Format Constraints
Format constraints apply regex-based validation to schema fields. They are evaluated post-extraction in Phase 4 of the pipeline, after all transforms have been applied. Original values are preserved for audit in original_extractions. This means you can always review what the AI originally extracted before the constraint was applied, giving you full visibility into the extraction pipeline even when values are cleared or replaced.
Mismatch behaviors
| Parameter | Type | Description |
|---|---|---|
| empty | default | If the extracted value does not match the regex, the cell is cleared. The original is preserved for audit. |
| flag | behavior | The value is kept but flagged with a format_applied indicator. Visible as an amber dot in the results grid. |
| constant | behavior | The value is replaced with a constant you specify (e.g. "INVALID", "N/A"). |
Define format constraints in the schema field editor. The pattern uses standard regex syntax with support for inline flags like (?i) for case-insensitive matching. The editor provides a live test input so you can verify the pattern against sample values before saving. This immediate feedback loop helps you catch overly strict or overly permissive patterns before they affect real extraction runs.

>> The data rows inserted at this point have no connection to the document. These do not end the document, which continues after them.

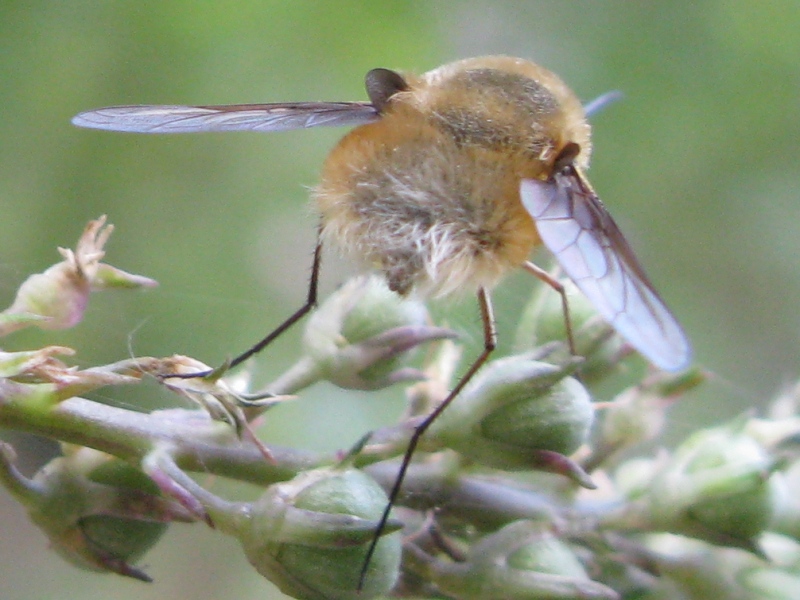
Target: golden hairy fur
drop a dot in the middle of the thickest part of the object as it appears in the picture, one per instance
(429, 194)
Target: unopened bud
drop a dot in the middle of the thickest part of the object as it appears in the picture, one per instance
(98, 512)
(362, 336)
(522, 561)
(514, 408)
(57, 298)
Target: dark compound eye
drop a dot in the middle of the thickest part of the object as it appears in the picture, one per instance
(382, 84)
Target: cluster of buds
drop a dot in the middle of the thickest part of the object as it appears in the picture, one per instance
(494, 503)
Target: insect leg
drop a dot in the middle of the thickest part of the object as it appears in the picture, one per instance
(554, 283)
(489, 344)
(311, 302)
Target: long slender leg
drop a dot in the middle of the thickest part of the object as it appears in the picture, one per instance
(554, 283)
(311, 301)
(489, 344)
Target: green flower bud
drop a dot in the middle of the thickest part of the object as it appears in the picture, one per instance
(309, 536)
(521, 561)
(98, 512)
(543, 321)
(362, 336)
(57, 298)
(717, 487)
(514, 408)
(638, 414)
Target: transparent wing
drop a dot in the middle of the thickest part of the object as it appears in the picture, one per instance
(233, 117)
(575, 226)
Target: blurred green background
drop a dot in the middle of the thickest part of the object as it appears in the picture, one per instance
(699, 165)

Format constraints are especially useful for fields with strict formatting requirements in downstream systems. For example, a purchase order number that must follow the pattern PO-\d{6} or a date that must match \d{4}-\d{2}-\d{2}. By catching format violations at extraction time, you avoid importing malformed data into your ERP, accounting, or analytics systems.

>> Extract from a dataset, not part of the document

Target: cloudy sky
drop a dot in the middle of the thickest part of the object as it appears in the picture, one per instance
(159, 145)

Choose the mismatch behavior based on your data quality requirements. Use empty (the default) when you prefer no data over bad data — the downstream system will see a blank cell. Use flag when you want to review mismatches manually before deciding — flagged cells appear with an amber dot in the results grid. Use constant when your downstream system needs a specific sentinel value like "N/A" or "INVALID" to trigger its own error handling.
curl -X PATCH https://api.talonic.com/v1/schemas/us_def456/fields/fld_po_number \
-H "Authorization: Bearer $TALONIC_API_KEY" \
-H "Content-Type: application/json" \
-d '{
"constraints": {
"format": {
"type": "regex",
"pattern": "^PO-\\d{6}$",
"on_format_mismatch": "flag"
}
}
}'
# Values matching PO-123456 pass through unchanged.
# Values like "PO 123456" or "123456" are flagged with an amber dot.
# Original values are always preserved in original_extractions for audit.# Validate ISO date format with optional time component:
curl -X PATCH https://api.talonic.com/v1/schemas/us_def456/fields/fld_date \
-H "Authorization: Bearer $TALONIC_API_KEY" \
-H "Content-Type: application/json" \
-d '{
"constraints": {
"format": {
"type": "regex",
"pattern": "^\\d{4}-\\d{2}-\\d{2}(T\\d{2}:\\d{2}:\\d{2})?$",
"on_format_mismatch": "empty"
}
}
}'
# Values like "2025-03-15" or "2025-03-15T14:30:00" pass.
# Values like "March 15, 2025" are cleared (on_format_mismatch: "empty").Format constraints are one of the most effective tools for ensuring downstream system compatibility. Many ERP and accounting systems reject records with malformed identifiers, dates outside their expected format, or amounts with unexpected characters. By catching these issues at extraction time with format constraints, you prevent bad data from reaching downstream systems entirely. The three mismatch behaviors give you control over the trade-off: use "empty" when no data is better than bad data, "flag" when you want human review before deciding, and "constant" when your downstream system needs a specific sentinel value to trigger error handling.
(?i) inline flag for case-insensitive matching. Format constraints support standard JavaScript regex syntax, so you can use character classes, alternation, and lookahead assertions for complex validation patterns.